In the days before the 2018 midterm elections, Chief Justice of the Ohio Supreme Court Maureen O’Connor continues to advocate against the passage of Issue 1, a proposed amendment to the Ohio Constitution which is on the ballot for Ohioans this Nov. 6. The justice visited campus last weekend.
Issue 1, known as the Drug and Criminal Justice Policies Initiative, is a proposed amendment to the Ohio Constitution which would reclassify lower level drug offenses as misdemeanors rather than felonies. This constitutional amendment could cut prison time in half for those convicted of such offenses if they agree to go to treatment. In addition, inmates currently in prison would have the ability to appeal in order to get a reduction of their sentences, or even be released from prison.
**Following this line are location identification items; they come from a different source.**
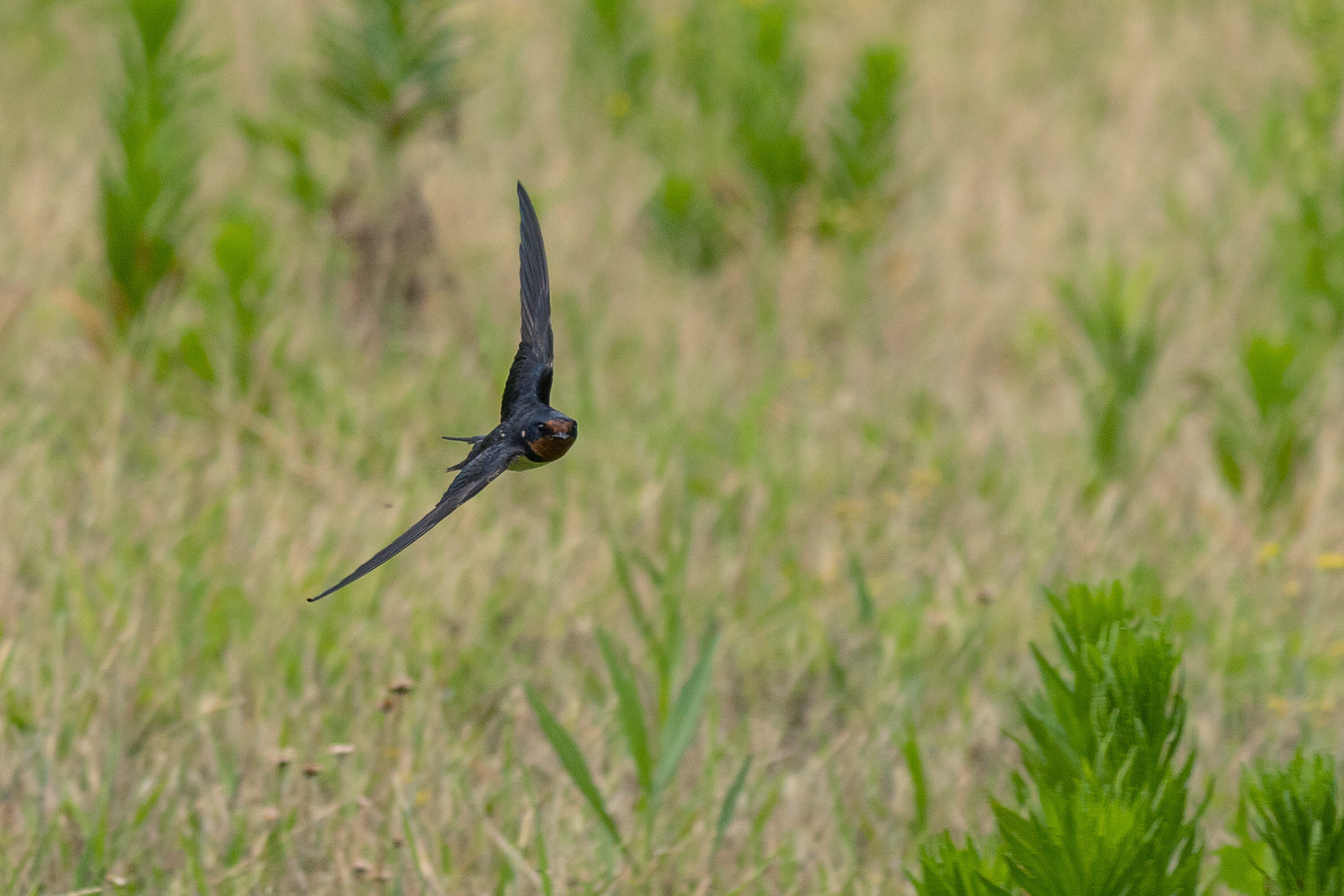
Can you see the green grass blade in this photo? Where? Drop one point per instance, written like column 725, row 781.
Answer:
column 629, row 708
column 572, row 759
column 730, row 804
column 917, row 780
column 685, row 713
column 860, row 590
column 632, row 599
While O’Connor, a Republican, and other judges across the state of Ohio support the idea of treatment as an alternative to incarceration in theory, O’Connor first takes issue with the fact that Issue 1 is a proposed constitutional amendment instead of a series of carefully tailored laws and policies that are more flexible and conducive to change with the times than an amendment.
“The problem is that the amendment to a constitution is a vehicle that becomes written in stone and becomes stagnant,” stated O’Connor. “This means such an amendment cannot be utilized in the face of the ever-changing landscape of the drug problem here in the state of Ohio. The issue of drug addiction is one that needs policy and statutory attention and not a solution anchored in the Constitution because [the Amendment] would be unable to change easily.”
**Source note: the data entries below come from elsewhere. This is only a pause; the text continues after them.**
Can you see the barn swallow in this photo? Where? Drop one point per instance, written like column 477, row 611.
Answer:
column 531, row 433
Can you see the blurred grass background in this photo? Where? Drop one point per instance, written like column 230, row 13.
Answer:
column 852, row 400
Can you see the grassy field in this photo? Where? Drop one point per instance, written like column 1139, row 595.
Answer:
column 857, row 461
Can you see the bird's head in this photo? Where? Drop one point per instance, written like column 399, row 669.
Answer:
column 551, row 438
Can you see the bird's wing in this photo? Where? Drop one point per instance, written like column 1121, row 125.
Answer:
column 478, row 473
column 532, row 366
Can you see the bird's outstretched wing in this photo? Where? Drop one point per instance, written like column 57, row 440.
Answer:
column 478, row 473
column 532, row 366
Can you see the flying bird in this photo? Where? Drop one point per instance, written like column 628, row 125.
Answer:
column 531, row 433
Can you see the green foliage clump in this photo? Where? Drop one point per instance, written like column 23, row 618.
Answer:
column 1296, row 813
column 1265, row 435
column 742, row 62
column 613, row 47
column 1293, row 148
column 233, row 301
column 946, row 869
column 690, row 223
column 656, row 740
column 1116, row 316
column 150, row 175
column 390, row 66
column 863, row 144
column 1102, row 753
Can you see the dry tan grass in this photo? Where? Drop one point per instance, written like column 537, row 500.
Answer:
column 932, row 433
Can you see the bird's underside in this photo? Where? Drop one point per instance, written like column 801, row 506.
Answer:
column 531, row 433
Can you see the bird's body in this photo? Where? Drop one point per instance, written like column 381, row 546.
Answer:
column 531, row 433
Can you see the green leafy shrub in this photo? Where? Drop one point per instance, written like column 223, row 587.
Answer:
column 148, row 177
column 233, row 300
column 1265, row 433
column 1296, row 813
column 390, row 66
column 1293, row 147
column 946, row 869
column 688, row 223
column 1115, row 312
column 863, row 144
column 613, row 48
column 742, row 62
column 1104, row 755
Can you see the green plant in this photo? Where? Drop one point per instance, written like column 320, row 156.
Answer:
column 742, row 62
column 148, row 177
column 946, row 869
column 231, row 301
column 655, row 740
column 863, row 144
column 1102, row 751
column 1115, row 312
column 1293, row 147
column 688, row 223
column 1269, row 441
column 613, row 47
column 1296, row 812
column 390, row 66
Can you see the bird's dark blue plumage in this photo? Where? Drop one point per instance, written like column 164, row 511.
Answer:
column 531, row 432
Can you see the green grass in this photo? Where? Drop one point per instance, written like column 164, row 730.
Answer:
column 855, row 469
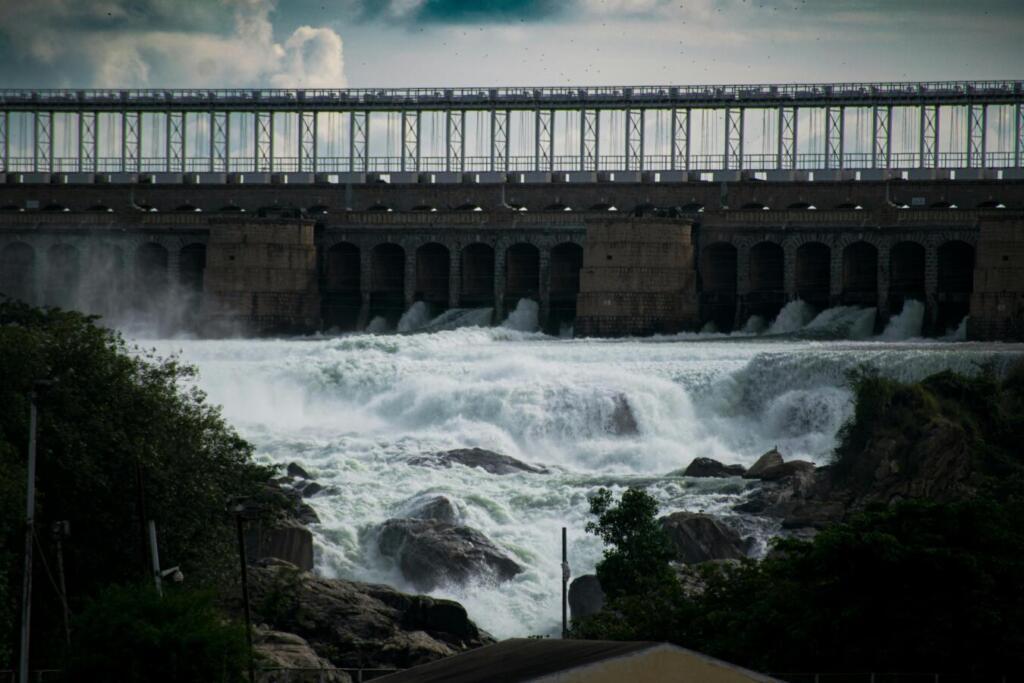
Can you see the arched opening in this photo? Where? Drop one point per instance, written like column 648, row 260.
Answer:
column 477, row 275
column 566, row 261
column 387, row 283
column 151, row 280
column 341, row 297
column 17, row 271
column 62, row 276
column 860, row 274
column 192, row 271
column 906, row 274
column 103, row 281
column 767, row 280
column 718, row 285
column 433, row 264
column 955, row 283
column 813, row 273
column 522, row 274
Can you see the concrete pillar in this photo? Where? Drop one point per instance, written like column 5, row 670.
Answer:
column 455, row 275
column 366, row 283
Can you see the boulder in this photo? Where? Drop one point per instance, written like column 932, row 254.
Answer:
column 355, row 625
column 708, row 467
column 699, row 538
column 586, row 596
column 492, row 462
column 771, row 459
column 624, row 422
column 286, row 650
column 431, row 553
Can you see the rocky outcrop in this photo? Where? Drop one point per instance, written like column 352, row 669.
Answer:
column 431, row 553
column 767, row 461
column 355, row 625
column 709, row 467
column 492, row 462
column 289, row 651
column 586, row 596
column 699, row 538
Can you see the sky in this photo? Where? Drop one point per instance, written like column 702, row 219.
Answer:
column 393, row 43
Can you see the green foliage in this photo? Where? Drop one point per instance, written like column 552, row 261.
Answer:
column 114, row 419
column 129, row 634
column 637, row 554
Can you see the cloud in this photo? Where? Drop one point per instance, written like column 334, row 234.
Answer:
column 124, row 43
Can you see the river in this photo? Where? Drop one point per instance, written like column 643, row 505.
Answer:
column 352, row 409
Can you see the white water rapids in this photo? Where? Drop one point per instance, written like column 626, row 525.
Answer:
column 351, row 410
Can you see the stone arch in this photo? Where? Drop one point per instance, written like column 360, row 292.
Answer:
column 563, row 289
column 522, row 273
column 433, row 266
column 387, row 282
column 342, row 298
column 906, row 273
column 813, row 273
column 62, row 275
column 954, row 284
column 17, row 271
column 477, row 283
column 860, row 273
column 718, row 270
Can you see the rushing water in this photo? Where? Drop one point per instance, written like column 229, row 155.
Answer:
column 352, row 410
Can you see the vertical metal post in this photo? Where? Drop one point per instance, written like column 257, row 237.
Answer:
column 30, row 520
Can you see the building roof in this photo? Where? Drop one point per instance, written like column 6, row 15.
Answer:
column 520, row 659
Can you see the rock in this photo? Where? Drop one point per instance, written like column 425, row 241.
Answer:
column 438, row 508
column 286, row 650
column 624, row 422
column 492, row 462
column 295, row 470
column 431, row 553
column 794, row 468
column 769, row 460
column 586, row 596
column 708, row 467
column 698, row 538
column 355, row 625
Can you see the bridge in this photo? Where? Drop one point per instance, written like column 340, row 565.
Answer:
column 833, row 130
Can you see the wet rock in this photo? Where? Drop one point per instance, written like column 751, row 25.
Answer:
column 437, row 508
column 698, row 538
column 771, row 459
column 492, row 462
column 431, row 553
column 355, row 625
column 624, row 422
column 287, row 650
column 586, row 596
column 708, row 467
column 295, row 470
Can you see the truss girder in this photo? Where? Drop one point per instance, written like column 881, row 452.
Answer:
column 131, row 141
column 882, row 136
column 499, row 139
column 787, row 137
column 308, row 147
column 977, row 123
column 634, row 139
column 411, row 125
column 544, row 140
column 455, row 140
column 835, row 134
column 590, row 137
column 358, row 141
column 733, row 138
column 680, row 139
column 87, row 141
column 928, row 156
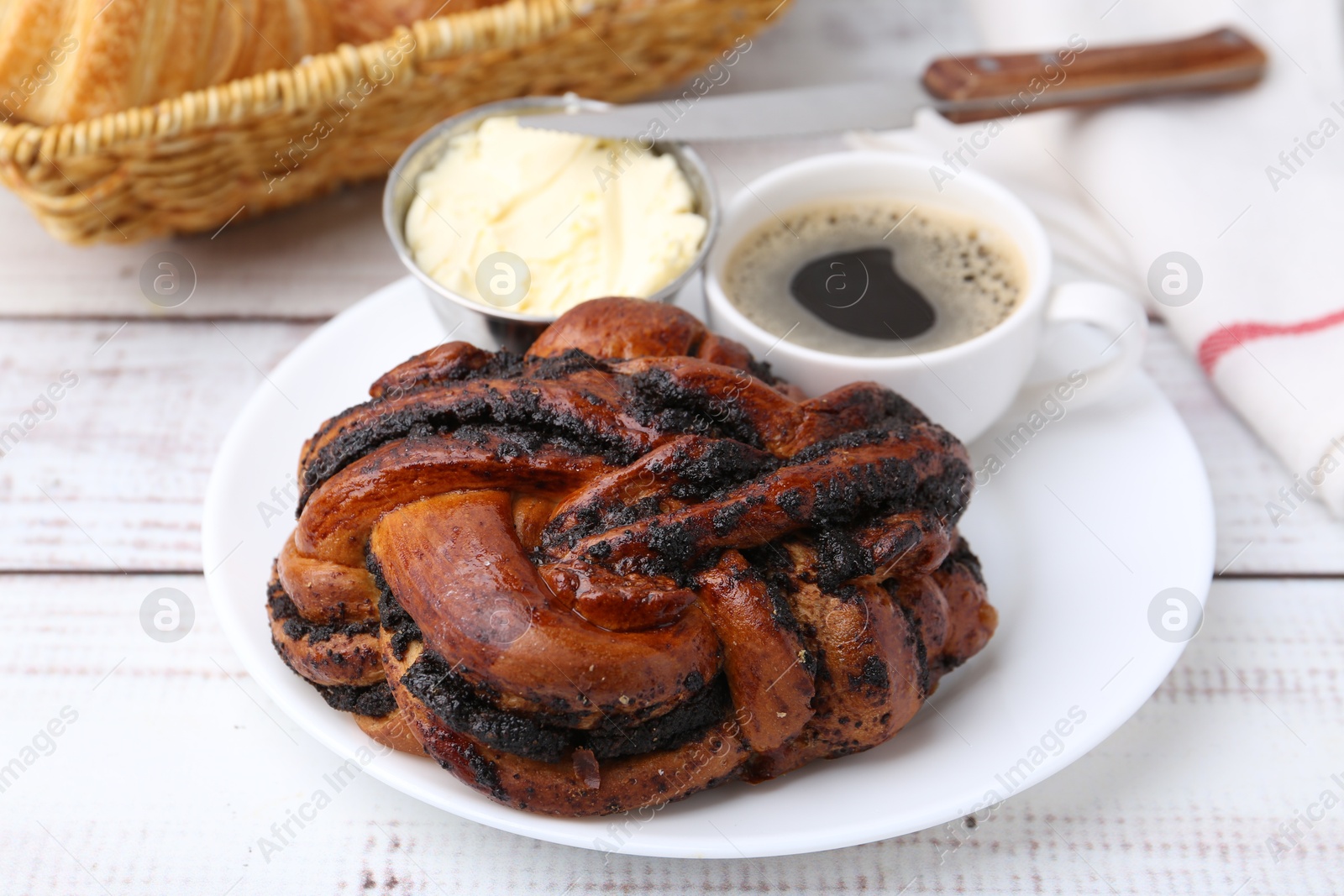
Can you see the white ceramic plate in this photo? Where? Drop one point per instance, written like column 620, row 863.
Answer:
column 1079, row 533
According to O’Connor, the second problem with Issue 1 is the fact that almost all of the funding towards its advertisement and promotion on television and the radio in the days leading up to the election comes from donors outside of the state of Ohio. Big money donors who donated money to promote the passage of Issue 1 include Facebook CEO Mark Zuckerberg, Netflix CEO Reed Hastings and philanthropist Stacy Schusterman.
Issue 1 originated from a petition signed by enough Ohio voters that proponents of the amendment argue that it represents the closest thing to direct democracy to reach Ohio ballots this year. The petition sprang from legislative inaction, the fact that the voters of Ohio believed not enough was being done to reform the criminal justice system in relation to low-level drug offenses.
Those in favor of the amendment further argue that it specifically addresses the racial inequity of the Ohio criminal justice system, which they argue unfairly penalizes minority defendants in a state that is known for incarcerating large numbers of African-Americans—who make up 45 percent of the people admitted to Ohio prisons, as opposed to the 12.9 percent of the Ohio population that they make up.
However, in O’Connor’s eyes, the most compelling reason to oppose Issue 1 is rooted in the goal of the amendment itself: downgrading lower level drug offenses from felonies to misdemeanors.
“[Issue 1] will take away the incentive from people who are suffering from substance abuse disorders to carry out the terms of the probation, especially the term of treatment,” she said. “Issue 1 would take away a judge’s authority to place consequences on the defendant if they do not comply with the terms of their probation.”
In other words, O’Connor fears that Issue 1 would remove a judge’s discretion as to when to place a defendant in jail for violating the terms of their parole. O’Connor views a judge’s ability to imprison a defendant when they refuse to comply with the terms of their parole as imperative. Such an ability, argues O’Connor, is necessary when attempting to push defendants in drug related crimes towards rehabilitation.
More broadly, O’Connor opposes Issue 1 on the basis that she believes it would frame Ohio as a haven for drug traffickers and offenders due to the relaxation of current rules.
“This is not just about a fourth and fifth degree guy that’s sitting in jail, twiddling his thumbs, wishing he wasn’t there. This issue extends across all different kinds of people in many different situations, and that is the danger of Issue 1,” she said.
O’Connor has been criticized by proponents of Issue 1 for stating her opinion on Issue 1 because of her role on the Ohio Supreme Court.
However, O’Connor stands by her assertions that, under the Code of Judicial Conduct, judges are indeed permitted to “express their opinions on issues that affect the administration of justice” and they are, at least in O’Connor’s eyes, encouraged to do so.